The text of § 1101(a)(43) also shows that Congress intended more than a negligible number of state firearm offenses to be encompassed within § 1101(a)(43)(E)(ii)’s definition of “aggravated felony,” and “interpreting the jurisdictional element of § 922(g) as essential for a state offense to qualify as an aggravated felony would” undermine that intent.
See Negrete-Rodriguez,
518 F.3d at 501-02 (discussing
Cas
tillo-Rivera,
244 F.3d at 1023). Section 1101(a)(43)’s “penultimate sentence” shows that “Congress clearly intended state crimes to serve as predicate offenses for aggravated felonies,” and the fact that Congress “used the looser standard ‘described in’ for [§ 1101(a)(43)(E)], rather than the more precise phrase ‘defined in’ used elsewhere in [§ 1101(a)(43), demonstrates] that Congress “wanted more than a negligible number of state [firearms] offenses to count as aggravated felonies.’ ”
Id.
Interpreting § 922(g)(l)’s interstate commerce element “as essential for a state offense to qualify as an aggravated felony” would violate Congress’s intent to include more than a “negligible number” of state offenses under § 1101(a)(43)(E)(ii), “because state firearms [statutes] would ‘rarely, if ever’ [contain an interstate commerce element and convictions under such statutes would rarely, if ever] specify whether the commerce element was met.”
Negrete-Rodriguez,
518 F.3d at 501-02 (“That would eliminate the intended inclusion of most state statutes, since states do not operate under the same jurisdictional constraints as the federal government.”);
Castillo-Rivera,
244 F.3d at 1023-24 (“Consequently, we do not believe that this minimal jurisdictional nexus was meant [to] substantially ... narrow or to eliminate the range of state offenses that Congress intended to incorporate under § 1101(a)(43)(E)(ii)....”);
Garza,
250 Fed.Appx. at 70.
We conclude that the BIA’s interpretation of § 1101(a)(43)(E)’s “described in” language is in accord with the text and purpose of § 1101(a)(43)(E)(ii), and we adopt it here.

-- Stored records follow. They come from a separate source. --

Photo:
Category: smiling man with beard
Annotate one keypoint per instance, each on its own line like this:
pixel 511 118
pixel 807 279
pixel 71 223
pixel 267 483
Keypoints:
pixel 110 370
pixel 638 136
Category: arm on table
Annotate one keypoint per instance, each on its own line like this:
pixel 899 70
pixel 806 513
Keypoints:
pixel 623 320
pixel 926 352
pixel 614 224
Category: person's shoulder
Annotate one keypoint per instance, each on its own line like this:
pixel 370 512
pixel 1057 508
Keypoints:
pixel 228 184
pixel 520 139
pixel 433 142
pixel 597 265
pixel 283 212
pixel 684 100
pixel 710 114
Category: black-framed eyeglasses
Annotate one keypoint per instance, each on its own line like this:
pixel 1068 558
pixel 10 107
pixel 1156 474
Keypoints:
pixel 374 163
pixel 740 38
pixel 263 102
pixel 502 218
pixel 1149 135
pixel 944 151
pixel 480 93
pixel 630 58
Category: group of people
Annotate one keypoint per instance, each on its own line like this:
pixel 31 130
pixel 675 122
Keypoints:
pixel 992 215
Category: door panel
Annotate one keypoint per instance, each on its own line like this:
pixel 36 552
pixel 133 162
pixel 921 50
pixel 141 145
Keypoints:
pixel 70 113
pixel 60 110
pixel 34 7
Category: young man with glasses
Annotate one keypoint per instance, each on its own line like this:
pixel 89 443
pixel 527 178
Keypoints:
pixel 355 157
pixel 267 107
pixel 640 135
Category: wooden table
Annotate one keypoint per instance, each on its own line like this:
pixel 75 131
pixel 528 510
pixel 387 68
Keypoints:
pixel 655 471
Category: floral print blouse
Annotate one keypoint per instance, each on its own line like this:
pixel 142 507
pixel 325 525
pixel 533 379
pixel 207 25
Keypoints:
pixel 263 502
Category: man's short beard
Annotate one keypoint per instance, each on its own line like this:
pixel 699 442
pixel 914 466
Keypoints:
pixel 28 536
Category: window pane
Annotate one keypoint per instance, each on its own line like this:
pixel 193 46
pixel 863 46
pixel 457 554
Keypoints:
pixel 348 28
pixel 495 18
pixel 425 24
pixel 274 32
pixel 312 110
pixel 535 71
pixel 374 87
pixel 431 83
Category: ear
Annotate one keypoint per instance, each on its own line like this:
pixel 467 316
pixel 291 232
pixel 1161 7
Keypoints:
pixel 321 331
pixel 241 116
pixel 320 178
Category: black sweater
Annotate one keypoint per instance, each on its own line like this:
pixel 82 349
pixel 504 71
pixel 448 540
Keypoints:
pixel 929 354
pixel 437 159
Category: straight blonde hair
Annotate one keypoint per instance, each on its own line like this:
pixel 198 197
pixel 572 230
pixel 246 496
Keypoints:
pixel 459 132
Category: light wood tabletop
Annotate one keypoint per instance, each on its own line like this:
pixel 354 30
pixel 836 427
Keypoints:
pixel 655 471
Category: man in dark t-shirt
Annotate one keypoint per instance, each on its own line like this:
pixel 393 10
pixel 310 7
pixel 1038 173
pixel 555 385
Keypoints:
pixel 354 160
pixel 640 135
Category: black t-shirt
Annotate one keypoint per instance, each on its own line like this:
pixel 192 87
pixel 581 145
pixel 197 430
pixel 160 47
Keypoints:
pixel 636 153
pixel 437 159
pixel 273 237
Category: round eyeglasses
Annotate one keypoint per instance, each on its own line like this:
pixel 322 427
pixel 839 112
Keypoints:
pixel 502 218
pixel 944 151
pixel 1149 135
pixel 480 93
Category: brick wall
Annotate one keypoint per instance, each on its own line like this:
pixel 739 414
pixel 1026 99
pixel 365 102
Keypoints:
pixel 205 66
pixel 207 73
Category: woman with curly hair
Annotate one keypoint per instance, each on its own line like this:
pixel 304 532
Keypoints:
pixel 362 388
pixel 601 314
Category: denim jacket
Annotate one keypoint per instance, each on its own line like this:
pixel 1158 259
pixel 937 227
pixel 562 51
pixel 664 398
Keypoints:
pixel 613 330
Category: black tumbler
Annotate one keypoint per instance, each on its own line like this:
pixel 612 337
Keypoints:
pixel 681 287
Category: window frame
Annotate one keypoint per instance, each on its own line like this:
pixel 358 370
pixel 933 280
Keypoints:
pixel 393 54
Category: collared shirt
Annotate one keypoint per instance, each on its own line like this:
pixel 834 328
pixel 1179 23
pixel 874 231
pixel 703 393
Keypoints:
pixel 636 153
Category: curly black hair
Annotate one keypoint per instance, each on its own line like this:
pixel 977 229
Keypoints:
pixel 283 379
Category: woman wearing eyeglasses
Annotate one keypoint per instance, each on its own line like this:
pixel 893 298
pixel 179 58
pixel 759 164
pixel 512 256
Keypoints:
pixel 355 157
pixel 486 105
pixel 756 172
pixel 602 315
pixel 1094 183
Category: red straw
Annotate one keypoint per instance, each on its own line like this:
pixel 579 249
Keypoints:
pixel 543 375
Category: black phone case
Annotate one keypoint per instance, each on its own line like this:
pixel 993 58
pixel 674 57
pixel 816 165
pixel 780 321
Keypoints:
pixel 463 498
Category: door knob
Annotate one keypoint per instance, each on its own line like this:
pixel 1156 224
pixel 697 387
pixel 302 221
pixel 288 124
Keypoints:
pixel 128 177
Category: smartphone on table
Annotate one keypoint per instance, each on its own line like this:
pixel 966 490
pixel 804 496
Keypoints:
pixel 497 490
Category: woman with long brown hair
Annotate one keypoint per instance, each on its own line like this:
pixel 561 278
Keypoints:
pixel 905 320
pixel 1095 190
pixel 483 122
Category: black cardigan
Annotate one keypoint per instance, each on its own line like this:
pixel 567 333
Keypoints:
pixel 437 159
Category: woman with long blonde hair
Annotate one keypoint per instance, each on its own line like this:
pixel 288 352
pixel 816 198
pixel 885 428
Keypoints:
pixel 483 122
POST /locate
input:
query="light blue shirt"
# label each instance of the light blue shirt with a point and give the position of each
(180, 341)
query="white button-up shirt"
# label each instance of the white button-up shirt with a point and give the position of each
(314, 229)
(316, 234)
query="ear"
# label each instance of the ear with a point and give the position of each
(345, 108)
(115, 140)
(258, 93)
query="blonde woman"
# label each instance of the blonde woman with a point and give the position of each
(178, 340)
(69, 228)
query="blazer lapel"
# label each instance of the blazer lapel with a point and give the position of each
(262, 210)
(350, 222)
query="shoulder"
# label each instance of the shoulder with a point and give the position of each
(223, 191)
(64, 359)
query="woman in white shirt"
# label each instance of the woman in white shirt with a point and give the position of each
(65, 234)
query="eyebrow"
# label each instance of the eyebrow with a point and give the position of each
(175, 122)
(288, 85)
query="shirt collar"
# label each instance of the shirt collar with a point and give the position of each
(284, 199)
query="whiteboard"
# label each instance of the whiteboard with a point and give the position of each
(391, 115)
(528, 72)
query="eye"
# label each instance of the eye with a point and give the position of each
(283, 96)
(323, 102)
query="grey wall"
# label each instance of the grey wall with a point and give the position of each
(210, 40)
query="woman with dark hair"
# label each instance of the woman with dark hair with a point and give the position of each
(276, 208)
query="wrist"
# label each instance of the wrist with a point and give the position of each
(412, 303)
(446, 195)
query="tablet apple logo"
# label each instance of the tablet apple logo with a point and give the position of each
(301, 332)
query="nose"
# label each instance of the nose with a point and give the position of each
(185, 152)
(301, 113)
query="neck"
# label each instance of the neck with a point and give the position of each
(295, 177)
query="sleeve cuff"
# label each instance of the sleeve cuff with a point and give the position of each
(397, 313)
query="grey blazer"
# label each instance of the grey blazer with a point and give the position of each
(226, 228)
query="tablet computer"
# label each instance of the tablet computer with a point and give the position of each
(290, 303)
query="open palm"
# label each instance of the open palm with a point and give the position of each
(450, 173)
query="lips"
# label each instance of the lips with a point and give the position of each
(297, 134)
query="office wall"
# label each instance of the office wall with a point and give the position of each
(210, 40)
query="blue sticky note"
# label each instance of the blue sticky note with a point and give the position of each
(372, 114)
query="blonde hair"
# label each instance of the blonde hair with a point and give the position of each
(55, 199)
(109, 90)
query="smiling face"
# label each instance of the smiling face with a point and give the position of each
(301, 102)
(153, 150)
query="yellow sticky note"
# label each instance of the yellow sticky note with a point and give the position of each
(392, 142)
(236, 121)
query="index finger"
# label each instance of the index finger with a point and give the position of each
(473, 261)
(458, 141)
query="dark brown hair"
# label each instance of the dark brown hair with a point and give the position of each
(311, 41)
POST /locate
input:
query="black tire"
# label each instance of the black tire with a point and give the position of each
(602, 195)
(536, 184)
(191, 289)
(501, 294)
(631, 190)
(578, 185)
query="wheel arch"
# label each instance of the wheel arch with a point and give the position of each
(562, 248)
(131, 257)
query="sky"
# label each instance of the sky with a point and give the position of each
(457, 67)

C. Cancellation of Removal
The IJ and the BIA found that Nieto was ineligible for cancellation of removal because his firearms conviction under TPC § 46.04(a) constituted an “aggravated felony” as “described in” 18 U.S.C. § 922(g)(1). To determine whether Nieto’s firearm offense constitutes an “aggravated felony,” we apply a “ ‘categorical approach,’ under which we refer only to the statutory definition of the crime for which the alien was convicted ... and ask whether that legislatively-defined offense necessarily fits within the INA definition of an aggravated felony.”
Larin-Ulloa v. Gonzales,
462 F.3d 456, 463 (5th Cir.2006). We conclude, as we did in
Garza,
that Nieto’s offense under TPC § 46.04(a) fits within 8 U.S.C. § 1101(a)(43)(E)(ii)’s definition of “aggravated felony.”
Garza,
250 Fed.Appx. at 71. Accordingly, the BIA did not err in finding that Nieto was ineligible for cancellation of removal.
III. CONCLUSION
For the foregoing reasons, we DENY Nieto’s petition for review.